Patrona katılıyorum. İlk dinleyenler için ağzından bal damlayan siyasetçi, aynı konuları ısıtıp ısıtıp önümüze getirdiğinde çekilmez oluyor. Anlattıklarının büyüsüne kapılan Işıklar, gerçekleştirdikleriyle büyülemek zorunda. Bugün anlatılanlar için netice alınmaması halinde, 2018 yılında hizmet yerine "hayal ticareti yapan başkan” olarak yazı kaleme almayı düşündüğümün bilinmesini isterim.
Fenerbahçe Üniversitesi konusundaki çabalarını takdir ediyor, rahatlamanın hiç umulmadık yerden gelmesine seviniyorum.
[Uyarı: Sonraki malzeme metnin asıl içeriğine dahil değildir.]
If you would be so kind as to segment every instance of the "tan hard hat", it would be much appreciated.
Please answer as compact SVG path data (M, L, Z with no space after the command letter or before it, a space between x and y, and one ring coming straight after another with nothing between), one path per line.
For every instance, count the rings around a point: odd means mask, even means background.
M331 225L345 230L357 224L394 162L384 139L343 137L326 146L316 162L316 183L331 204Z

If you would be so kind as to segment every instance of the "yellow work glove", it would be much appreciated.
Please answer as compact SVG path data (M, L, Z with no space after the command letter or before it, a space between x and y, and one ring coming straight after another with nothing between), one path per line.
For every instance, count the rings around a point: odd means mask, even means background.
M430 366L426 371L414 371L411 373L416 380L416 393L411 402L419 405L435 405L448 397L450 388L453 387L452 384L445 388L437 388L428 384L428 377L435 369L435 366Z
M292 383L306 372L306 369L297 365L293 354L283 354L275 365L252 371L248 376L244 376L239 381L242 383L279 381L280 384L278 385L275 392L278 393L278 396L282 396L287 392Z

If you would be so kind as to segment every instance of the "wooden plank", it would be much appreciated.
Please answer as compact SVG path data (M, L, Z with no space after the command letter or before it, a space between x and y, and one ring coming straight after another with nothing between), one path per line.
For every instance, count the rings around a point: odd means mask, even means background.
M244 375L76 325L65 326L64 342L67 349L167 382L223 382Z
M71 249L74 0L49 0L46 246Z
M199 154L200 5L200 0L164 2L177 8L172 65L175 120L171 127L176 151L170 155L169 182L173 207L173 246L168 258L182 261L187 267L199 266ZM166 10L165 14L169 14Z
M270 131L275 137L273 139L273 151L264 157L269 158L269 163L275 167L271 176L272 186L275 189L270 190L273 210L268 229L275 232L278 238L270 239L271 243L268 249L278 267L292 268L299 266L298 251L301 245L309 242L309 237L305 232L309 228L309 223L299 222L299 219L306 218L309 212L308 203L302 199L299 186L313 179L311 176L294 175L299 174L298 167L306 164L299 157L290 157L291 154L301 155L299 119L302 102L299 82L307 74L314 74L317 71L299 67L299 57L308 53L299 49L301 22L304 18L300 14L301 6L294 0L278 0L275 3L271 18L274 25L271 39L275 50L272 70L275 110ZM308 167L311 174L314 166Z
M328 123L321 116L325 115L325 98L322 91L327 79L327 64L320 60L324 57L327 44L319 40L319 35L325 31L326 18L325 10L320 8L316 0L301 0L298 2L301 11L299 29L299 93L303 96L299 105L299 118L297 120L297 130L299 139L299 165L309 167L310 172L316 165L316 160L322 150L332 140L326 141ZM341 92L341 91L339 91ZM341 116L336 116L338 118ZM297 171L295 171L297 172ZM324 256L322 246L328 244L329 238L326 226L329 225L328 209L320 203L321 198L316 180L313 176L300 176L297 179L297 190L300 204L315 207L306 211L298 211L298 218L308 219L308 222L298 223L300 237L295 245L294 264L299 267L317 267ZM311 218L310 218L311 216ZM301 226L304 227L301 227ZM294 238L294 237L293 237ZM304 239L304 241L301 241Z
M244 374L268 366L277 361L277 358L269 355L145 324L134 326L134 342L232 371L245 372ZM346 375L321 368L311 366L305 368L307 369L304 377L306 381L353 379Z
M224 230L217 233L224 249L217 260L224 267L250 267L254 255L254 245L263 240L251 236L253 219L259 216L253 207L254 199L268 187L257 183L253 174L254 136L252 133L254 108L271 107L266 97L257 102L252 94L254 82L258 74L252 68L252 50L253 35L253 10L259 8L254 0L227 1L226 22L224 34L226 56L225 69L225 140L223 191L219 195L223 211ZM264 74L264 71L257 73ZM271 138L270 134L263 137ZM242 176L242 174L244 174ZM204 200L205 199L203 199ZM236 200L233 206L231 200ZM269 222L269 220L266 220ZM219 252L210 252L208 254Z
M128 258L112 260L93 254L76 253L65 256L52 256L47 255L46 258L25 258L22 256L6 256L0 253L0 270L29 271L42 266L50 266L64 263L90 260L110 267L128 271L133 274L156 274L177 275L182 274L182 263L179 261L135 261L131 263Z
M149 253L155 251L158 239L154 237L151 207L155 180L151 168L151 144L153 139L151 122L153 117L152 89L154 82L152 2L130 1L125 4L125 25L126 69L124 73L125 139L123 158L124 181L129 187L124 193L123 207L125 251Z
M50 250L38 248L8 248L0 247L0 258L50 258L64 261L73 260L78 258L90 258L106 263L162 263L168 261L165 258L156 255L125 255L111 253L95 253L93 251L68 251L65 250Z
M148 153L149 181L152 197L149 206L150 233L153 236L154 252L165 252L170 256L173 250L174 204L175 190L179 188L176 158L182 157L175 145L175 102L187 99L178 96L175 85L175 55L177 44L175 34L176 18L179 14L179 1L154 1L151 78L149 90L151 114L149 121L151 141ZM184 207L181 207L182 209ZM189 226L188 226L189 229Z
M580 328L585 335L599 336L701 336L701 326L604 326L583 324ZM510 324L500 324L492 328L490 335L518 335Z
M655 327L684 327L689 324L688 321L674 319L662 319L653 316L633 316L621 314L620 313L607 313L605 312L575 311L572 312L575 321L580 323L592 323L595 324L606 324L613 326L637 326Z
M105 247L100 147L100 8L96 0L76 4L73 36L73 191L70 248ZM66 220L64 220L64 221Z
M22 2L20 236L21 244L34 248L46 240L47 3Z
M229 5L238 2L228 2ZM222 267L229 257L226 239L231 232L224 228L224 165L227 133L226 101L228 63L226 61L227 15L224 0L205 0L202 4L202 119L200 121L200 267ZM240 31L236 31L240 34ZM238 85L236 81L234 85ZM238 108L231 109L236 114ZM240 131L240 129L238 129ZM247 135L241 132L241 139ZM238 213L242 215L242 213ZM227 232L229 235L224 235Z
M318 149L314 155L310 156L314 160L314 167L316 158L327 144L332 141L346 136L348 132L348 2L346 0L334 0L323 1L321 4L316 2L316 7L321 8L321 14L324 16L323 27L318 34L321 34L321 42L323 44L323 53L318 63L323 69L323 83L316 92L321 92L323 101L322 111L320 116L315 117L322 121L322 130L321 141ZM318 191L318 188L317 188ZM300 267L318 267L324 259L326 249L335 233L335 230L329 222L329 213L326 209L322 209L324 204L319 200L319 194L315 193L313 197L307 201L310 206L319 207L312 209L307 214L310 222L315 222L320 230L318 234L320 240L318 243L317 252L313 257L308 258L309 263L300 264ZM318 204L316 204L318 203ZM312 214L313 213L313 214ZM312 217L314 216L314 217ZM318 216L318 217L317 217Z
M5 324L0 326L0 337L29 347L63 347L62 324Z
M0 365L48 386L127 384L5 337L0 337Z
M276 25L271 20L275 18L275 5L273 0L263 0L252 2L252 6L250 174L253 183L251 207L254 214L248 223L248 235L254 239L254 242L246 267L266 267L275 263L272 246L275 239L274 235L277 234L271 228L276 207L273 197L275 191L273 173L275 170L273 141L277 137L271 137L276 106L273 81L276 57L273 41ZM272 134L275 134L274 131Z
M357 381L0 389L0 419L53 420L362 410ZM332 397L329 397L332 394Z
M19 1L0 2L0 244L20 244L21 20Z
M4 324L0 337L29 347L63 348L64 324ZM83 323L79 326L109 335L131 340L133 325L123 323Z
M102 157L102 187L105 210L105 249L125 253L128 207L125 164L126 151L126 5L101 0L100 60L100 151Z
Kızdığımız, şüphe duyduğumuz gizli kahramanların topluma verdikleri hizmeti göz ardı etmeyelim. Dilerim önümüzdeki öğretim yılında eğitime başlanır.
Işıklar-SİAD ziyaretleri katılamadığım son iki kuruluşla tamamlandı. Bu konuda yazacaklarımı yapılacak geniş toplantı sonrasına saklıyorum. Finalde Işıklar’ın anlattığı iki fıkra nakledildi. Fil bakımıyla ilgili olanını kendiyle alakalı hale getirip sonuç almasını bir kere daha zekice buldum. Kendine gösterilen anlayışı, kellemi alır mı korkusu yaşayanlara da gösterme yiğitliğini ve zekasını bekliyorum. Bu duygu ve düşüncelerle Belediye Meclisimizin nisan ayı ikinci oturumunu takip etmeye gidiyorum.
Demokrasi şölenini her gün, her şartta ve bilhassa 8 Haziran günü yaşamak ve hazmetmek dileğiyle.
Kumarsız, küfürsüz kalın; demokrasisiz kalmayın.